» Enfermos renales piden una Europa sin barreras Enfermos renales piden una Europa sin barreras | ALCER

Representantes de 18 países europeos solicitan un marco común y un abordaje completo de la enfermedad en el continente.
El 50% de los enfermos renales supera los 65 años
La enfermedad renal crónica, una “epidemia silenciosa”

«Es necesario dar voz a los pacientes renales en Europa». La reclamación la hace Daniel Gallego, presidente de la federación ALCER, que aglutina a los afectados de enfermedades del riñón en nuestro país.

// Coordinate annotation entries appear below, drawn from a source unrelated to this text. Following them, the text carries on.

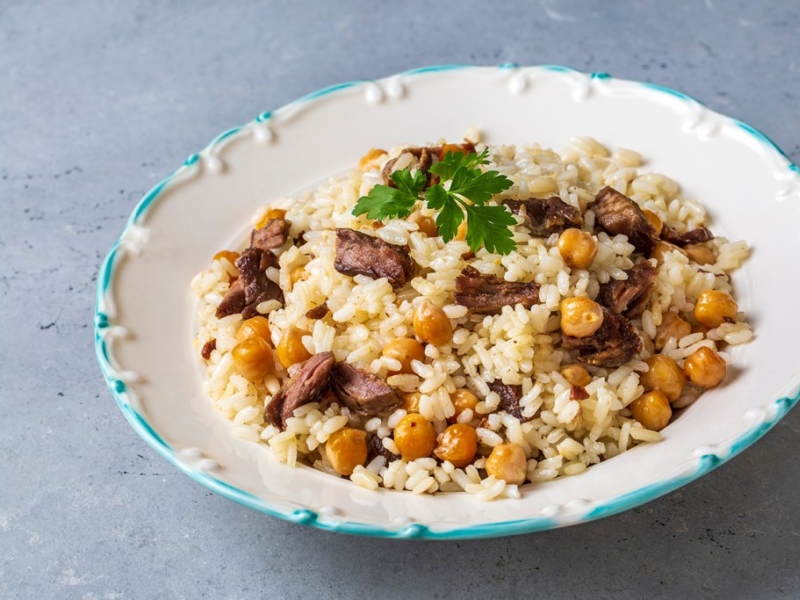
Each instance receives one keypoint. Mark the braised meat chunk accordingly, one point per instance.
(362, 392)
(618, 214)
(510, 395)
(309, 383)
(360, 254)
(489, 294)
(629, 297)
(272, 235)
(613, 344)
(546, 216)
(694, 236)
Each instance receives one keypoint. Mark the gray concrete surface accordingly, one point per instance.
(100, 100)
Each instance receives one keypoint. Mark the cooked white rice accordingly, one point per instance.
(518, 346)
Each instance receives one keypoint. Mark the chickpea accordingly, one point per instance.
(269, 214)
(672, 326)
(431, 325)
(705, 368)
(702, 255)
(577, 248)
(411, 402)
(715, 307)
(404, 350)
(415, 437)
(580, 317)
(426, 224)
(664, 375)
(462, 400)
(458, 444)
(661, 248)
(291, 349)
(655, 221)
(254, 327)
(228, 254)
(576, 375)
(365, 162)
(652, 410)
(507, 462)
(253, 358)
(346, 449)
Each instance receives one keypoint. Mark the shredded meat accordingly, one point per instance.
(362, 392)
(318, 311)
(510, 396)
(208, 348)
(613, 344)
(629, 297)
(618, 214)
(489, 294)
(545, 217)
(695, 236)
(272, 235)
(360, 254)
(308, 384)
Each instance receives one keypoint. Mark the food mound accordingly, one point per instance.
(463, 317)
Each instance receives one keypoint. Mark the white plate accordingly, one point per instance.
(145, 312)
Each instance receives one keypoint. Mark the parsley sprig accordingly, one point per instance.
(465, 198)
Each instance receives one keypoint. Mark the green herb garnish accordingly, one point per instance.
(466, 197)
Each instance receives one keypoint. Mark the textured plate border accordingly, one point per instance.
(121, 383)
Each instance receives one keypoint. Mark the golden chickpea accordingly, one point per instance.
(346, 449)
(411, 402)
(458, 444)
(291, 349)
(715, 307)
(414, 437)
(254, 327)
(702, 255)
(462, 400)
(507, 462)
(431, 325)
(705, 368)
(664, 375)
(269, 214)
(228, 254)
(426, 224)
(576, 375)
(404, 350)
(577, 248)
(253, 358)
(661, 248)
(655, 221)
(672, 326)
(652, 410)
(580, 317)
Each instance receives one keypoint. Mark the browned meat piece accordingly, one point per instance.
(615, 343)
(489, 294)
(208, 348)
(695, 236)
(360, 254)
(510, 396)
(272, 235)
(362, 392)
(308, 384)
(252, 265)
(629, 297)
(233, 302)
(576, 392)
(618, 214)
(318, 311)
(375, 448)
(545, 217)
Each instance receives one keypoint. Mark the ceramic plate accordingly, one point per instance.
(145, 314)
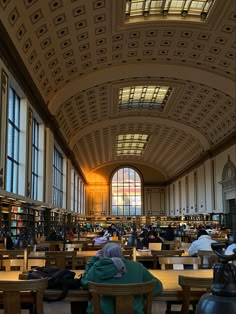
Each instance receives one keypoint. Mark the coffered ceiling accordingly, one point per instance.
(78, 53)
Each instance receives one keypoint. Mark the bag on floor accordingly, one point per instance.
(58, 279)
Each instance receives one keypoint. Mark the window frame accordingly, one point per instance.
(13, 155)
(128, 206)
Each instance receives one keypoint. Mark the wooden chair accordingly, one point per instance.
(22, 294)
(11, 258)
(160, 253)
(128, 253)
(208, 259)
(36, 262)
(124, 295)
(154, 246)
(73, 246)
(189, 297)
(61, 259)
(178, 262)
(55, 245)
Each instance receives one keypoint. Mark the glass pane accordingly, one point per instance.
(126, 192)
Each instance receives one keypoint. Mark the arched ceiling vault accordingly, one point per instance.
(78, 54)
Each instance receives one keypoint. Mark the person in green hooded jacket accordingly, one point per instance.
(109, 267)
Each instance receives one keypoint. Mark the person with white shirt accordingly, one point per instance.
(203, 242)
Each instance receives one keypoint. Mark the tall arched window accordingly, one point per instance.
(126, 191)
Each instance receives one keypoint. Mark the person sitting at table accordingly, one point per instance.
(169, 233)
(203, 242)
(150, 237)
(230, 249)
(109, 267)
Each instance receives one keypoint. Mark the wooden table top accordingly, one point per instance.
(90, 253)
(169, 278)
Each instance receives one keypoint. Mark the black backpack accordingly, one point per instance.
(58, 279)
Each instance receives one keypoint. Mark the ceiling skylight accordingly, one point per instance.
(143, 97)
(131, 144)
(146, 8)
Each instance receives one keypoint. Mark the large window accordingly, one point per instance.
(57, 193)
(13, 138)
(166, 8)
(35, 159)
(126, 192)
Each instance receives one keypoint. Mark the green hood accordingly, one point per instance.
(108, 265)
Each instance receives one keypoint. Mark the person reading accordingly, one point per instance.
(110, 267)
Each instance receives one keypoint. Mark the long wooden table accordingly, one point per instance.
(38, 258)
(169, 278)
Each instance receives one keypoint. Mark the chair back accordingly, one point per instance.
(73, 246)
(123, 295)
(14, 293)
(178, 262)
(55, 245)
(154, 246)
(61, 259)
(159, 253)
(12, 258)
(128, 253)
(208, 259)
(189, 283)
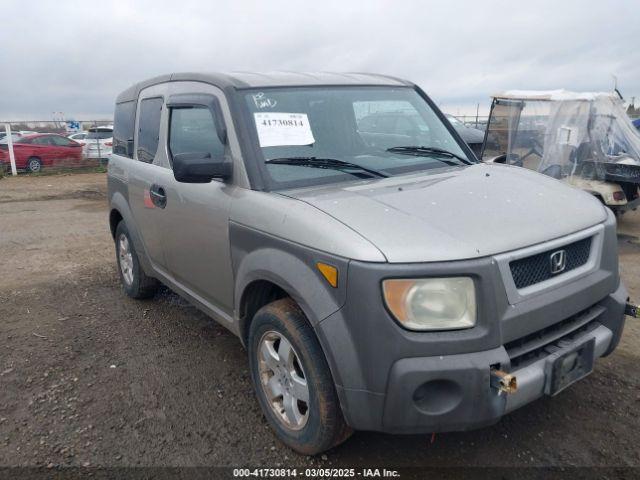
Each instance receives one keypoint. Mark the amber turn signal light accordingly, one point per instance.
(329, 272)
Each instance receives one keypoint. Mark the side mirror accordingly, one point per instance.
(200, 167)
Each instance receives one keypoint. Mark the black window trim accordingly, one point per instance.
(129, 150)
(137, 124)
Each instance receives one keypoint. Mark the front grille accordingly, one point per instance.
(532, 347)
(537, 268)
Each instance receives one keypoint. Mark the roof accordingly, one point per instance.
(552, 95)
(240, 80)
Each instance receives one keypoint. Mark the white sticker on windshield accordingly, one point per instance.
(280, 129)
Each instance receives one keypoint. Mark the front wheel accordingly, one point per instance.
(293, 381)
(135, 282)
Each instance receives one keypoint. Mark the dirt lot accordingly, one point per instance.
(90, 377)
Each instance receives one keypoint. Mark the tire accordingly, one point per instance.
(135, 282)
(34, 165)
(323, 425)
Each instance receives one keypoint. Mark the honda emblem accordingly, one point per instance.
(558, 261)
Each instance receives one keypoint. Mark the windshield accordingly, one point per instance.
(358, 125)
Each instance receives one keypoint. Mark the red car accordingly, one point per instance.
(33, 152)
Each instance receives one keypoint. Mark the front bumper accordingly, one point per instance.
(393, 380)
(453, 392)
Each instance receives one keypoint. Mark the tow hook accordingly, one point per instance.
(632, 310)
(503, 382)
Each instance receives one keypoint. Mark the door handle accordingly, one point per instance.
(158, 196)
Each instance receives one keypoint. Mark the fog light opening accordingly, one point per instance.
(503, 382)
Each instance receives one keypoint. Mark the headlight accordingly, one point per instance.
(432, 303)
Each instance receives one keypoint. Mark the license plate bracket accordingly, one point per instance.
(568, 365)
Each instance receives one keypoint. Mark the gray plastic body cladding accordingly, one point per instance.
(118, 195)
(257, 255)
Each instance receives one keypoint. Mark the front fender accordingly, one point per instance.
(119, 203)
(260, 256)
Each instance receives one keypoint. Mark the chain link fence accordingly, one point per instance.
(42, 147)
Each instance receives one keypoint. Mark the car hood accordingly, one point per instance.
(457, 213)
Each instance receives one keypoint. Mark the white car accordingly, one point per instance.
(99, 142)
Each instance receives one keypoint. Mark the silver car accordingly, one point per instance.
(380, 279)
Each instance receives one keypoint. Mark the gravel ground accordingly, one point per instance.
(89, 377)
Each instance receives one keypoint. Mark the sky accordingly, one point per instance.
(76, 56)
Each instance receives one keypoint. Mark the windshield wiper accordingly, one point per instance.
(328, 163)
(419, 150)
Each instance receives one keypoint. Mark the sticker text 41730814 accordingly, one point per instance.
(281, 129)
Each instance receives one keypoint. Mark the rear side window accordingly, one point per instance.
(193, 130)
(149, 128)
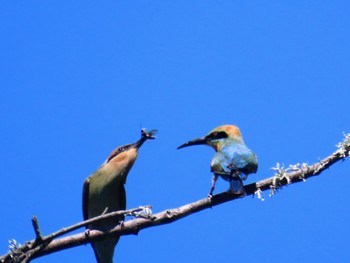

Gallego acaba de reunirse con representantes de 23 organizaciones de enfermos de 18 países europeos con el objetivo de consolidar un frente conjunto que permita canalizar las reivindicaciones del colectivo que, según denuncia, recibe una atención muy desigual en el continente.
«Queremos que se nos garantice un marco común y un abordaje completo para la enfermedad renal crónica en Europa», subraya el presidente de ALCER, quien recuerda el gran impacto personal laboral y social que la enfermedad renal crónica ejerce sobre quien la padece.
Gallego pone un ejemplo para mostrar las diferencias que existen en el acceso a distintas terapias: Mientras que en países como Suecia, Dinamarca, Islandia y regiones españolas como Asturias o País Vasco el uso de la diálisis peritoneal domiciliaria ronda el 18%-22%, el porcentaje de enfermos que puede optar por esta alternativa en otros lugares -incluidas otras comunidades autónomas españolas, donde la media de uso es del 12%- es muchísimo más baja.

Esta alternativa a la diálisis convencional, que el paciente puede realizar en su propia casa, «puede ofrecer muchos beneficios para la calidad de vida de los pacientes», pero está restringida, apunta Gallego.

«Es necesario que las instituciones europeas y los gobiernos se coordinen para mejorar la atención y tomar medidas completas que respondan a las necesidades de los pacientes», añade.

Entre las reclamaciones del colectivo, que harán llegar al Parlamento Europeo, destaca la mejora de la educación e información de los pacientes «para que puedan elegir el tratamiento sustitutivo renal que mejor se ajuste a su vida», así como el abordaje de las necesidades psicosociales y laborales o el riesgo de exclusión a los que se enfrentan los pacientes con enfermedad renal crónica.
«Espero que Europa dé una respuesta», comenta Rafael Selgas, especialista en Nefrología y patrono de ALCER. «Los profesionales tienen que trabajar junto con los pacientes y los gestores públicos para garantizar que existe una equidad en el acceso a la información y a las diferentes opciones de tratamiento sustitutivo renal que hay».